Assessing Professionalism in Medicine – A Scoping Review of Assessment Tools from 1990 to 2018

Kuang Teck Tay, Shea Ng, Jia Min Hee, Elisha Wan Ying Chia, Divya Vythilingam, Yun Ting Ong , Min Chiam , Annelissa Mien Chew Chin , Warren Fong , Limin Wijaya , Ying Pin Toh , Stephen Mason, Lalit Kumar, Radha Krishna
Submitted: January, 2020

Medical professionalism enhances doctor-patient relationships and advances patient-centric care. However, despite its pivotal role, the concept of medical professionalism remains diversely understood, taught and thus poorly assessed with Singapore lacking a linguistically sensitive, context specific and culturally appropriate assessment tool. Arksey and O’Malley’s approach was used to identify appropriate publications featured in four databases published between 1 January 1990 and 31 December 2018. 3799 abstracts were identified, 138 full-text articles reviewed and 74 studies included.

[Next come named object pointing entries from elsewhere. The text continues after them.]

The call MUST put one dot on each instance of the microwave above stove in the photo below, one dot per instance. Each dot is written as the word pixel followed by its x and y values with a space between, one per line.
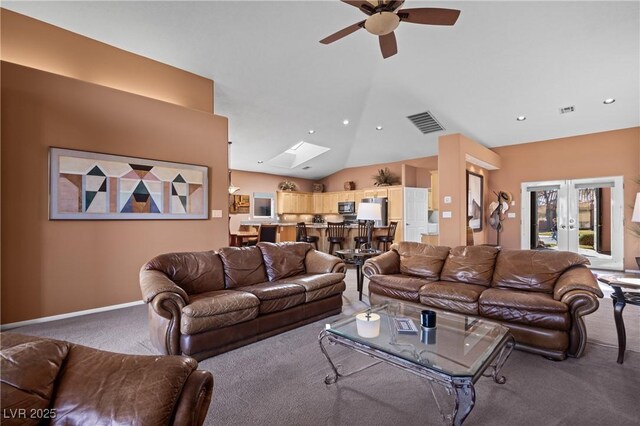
pixel 346 207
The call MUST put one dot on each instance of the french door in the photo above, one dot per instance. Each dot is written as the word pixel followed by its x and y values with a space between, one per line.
pixel 584 216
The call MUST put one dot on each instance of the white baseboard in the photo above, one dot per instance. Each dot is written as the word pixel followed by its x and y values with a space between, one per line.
pixel 68 315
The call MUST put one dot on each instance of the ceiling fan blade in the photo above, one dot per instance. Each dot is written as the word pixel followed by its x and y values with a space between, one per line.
pixel 429 16
pixel 364 6
pixel 342 33
pixel 388 45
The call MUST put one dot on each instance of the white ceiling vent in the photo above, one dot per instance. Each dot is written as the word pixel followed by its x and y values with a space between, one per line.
pixel 425 122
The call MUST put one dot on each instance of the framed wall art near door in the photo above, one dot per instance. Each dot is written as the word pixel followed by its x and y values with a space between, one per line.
pixel 474 200
pixel 89 186
pixel 239 204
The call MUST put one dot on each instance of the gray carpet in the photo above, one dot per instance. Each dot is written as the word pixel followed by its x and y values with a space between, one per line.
pixel 279 381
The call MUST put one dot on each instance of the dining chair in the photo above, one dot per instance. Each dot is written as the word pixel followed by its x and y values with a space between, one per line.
pixel 363 234
pixel 387 240
pixel 335 234
pixel 302 236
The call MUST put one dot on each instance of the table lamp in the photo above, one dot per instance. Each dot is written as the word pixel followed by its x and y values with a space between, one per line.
pixel 369 212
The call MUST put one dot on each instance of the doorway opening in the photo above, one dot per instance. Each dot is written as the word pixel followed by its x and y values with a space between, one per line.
pixel 584 216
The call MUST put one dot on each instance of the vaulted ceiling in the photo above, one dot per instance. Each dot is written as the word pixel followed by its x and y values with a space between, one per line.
pixel 275 81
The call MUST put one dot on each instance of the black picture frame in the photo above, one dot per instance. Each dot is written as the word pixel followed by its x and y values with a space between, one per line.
pixel 475 205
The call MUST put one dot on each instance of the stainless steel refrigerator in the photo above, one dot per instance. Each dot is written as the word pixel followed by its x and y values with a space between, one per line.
pixel 383 209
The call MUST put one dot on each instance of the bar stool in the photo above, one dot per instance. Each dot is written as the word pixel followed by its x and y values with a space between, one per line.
pixel 335 234
pixel 302 236
pixel 387 239
pixel 363 235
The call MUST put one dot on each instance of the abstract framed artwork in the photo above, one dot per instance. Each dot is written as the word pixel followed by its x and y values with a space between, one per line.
pixel 474 200
pixel 239 204
pixel 89 186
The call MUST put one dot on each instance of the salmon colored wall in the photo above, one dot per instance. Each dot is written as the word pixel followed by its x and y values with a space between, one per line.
pixel 362 176
pixel 35 44
pixel 453 152
pixel 54 267
pixel 612 153
pixel 250 182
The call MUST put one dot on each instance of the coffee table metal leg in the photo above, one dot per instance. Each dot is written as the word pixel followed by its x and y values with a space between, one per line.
pixel 618 307
pixel 328 379
pixel 465 395
pixel 360 278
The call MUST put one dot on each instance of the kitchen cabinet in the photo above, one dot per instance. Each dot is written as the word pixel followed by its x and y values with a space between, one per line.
pixel 317 203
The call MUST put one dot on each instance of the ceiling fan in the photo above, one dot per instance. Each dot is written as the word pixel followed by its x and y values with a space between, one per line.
pixel 385 16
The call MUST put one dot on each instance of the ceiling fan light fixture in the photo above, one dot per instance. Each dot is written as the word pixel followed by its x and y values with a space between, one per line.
pixel 382 23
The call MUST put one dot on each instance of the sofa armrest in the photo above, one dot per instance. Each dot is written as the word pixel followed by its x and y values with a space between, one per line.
pixel 153 282
pixel 385 264
pixel 580 303
pixel 317 262
pixel 576 278
pixel 194 401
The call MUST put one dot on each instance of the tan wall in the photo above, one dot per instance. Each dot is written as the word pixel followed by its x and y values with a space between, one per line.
pixel 362 176
pixel 453 151
pixel 250 182
pixel 611 153
pixel 53 267
pixel 35 44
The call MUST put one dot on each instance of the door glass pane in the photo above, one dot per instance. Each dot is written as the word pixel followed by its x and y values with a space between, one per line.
pixel 594 222
pixel 544 219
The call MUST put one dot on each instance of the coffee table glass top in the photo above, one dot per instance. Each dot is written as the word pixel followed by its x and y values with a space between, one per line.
pixel 458 346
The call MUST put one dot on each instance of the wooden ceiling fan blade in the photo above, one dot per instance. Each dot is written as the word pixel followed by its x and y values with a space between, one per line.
pixel 388 45
pixel 342 33
pixel 429 16
pixel 364 6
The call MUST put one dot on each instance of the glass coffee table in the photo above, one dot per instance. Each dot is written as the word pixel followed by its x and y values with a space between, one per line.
pixel 454 354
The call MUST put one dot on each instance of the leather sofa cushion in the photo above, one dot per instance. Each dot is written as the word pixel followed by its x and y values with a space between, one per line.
pixel 452 296
pixel 276 297
pixel 284 259
pixel 29 367
pixel 421 260
pixel 312 282
pixel 195 272
pixel 136 391
pixel 527 308
pixel 470 264
pixel 218 309
pixel 459 292
pixel 397 286
pixel 533 270
pixel 242 266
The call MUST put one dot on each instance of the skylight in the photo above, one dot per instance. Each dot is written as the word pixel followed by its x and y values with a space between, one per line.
pixel 297 154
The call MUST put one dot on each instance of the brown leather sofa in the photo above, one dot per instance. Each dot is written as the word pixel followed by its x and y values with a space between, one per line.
pixel 540 295
pixel 205 303
pixel 45 381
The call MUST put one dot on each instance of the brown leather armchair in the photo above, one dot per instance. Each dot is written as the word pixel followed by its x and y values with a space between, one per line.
pixel 205 303
pixel 540 295
pixel 63 383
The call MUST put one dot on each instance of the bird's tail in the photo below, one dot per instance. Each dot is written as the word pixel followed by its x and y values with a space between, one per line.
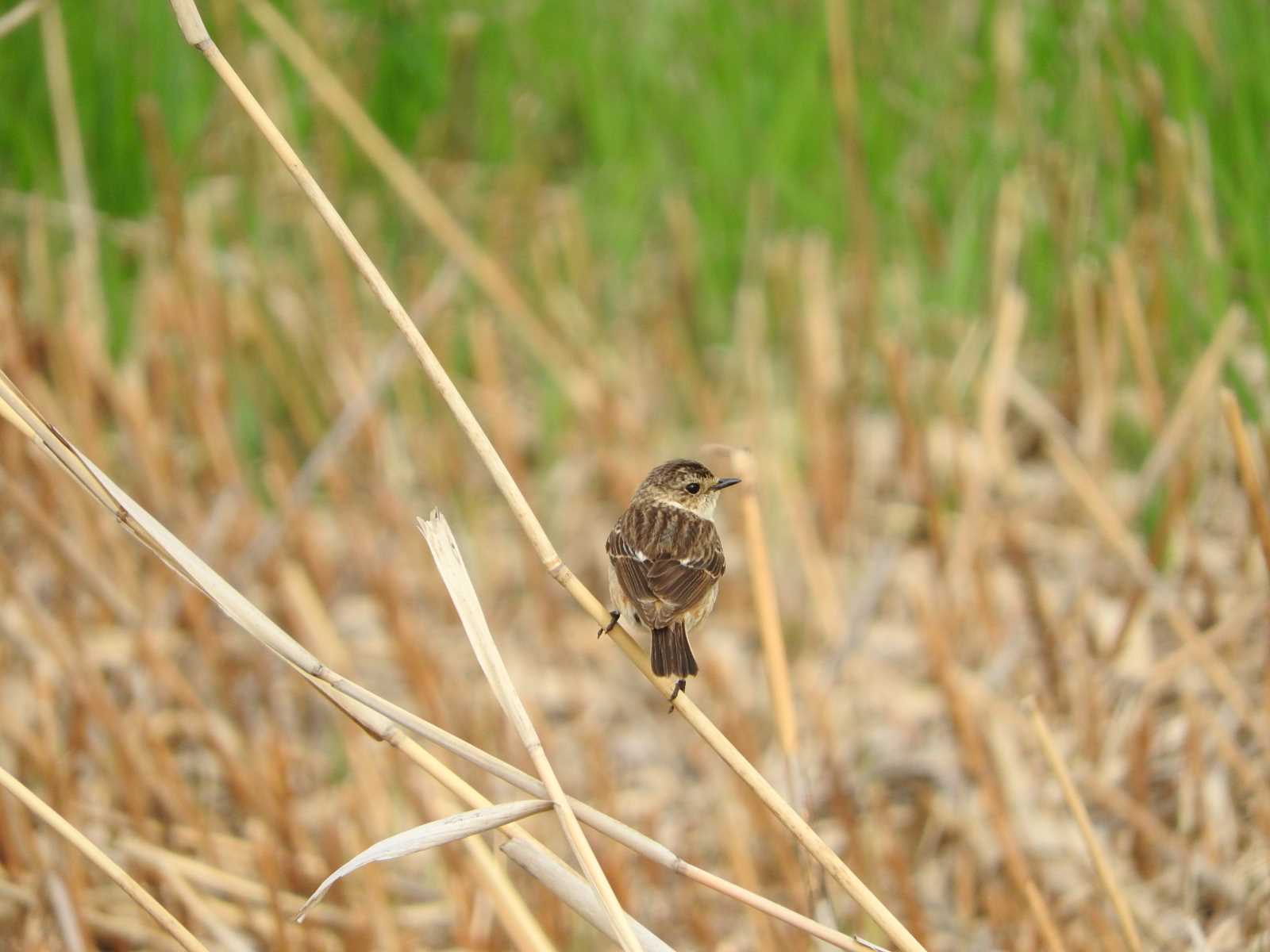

Prevailing assessments of professionalism in medicine must contend with differences in setting, context and levels of professional development as these explicate variances found in existing assessment criteria and approaches. However, acknowledging the significance of context-specific competency-based stages in medical professionalism will allow the forwarding of guiding principles to aid the design of a culturally-sensitive and practical approach to assessing professionalism.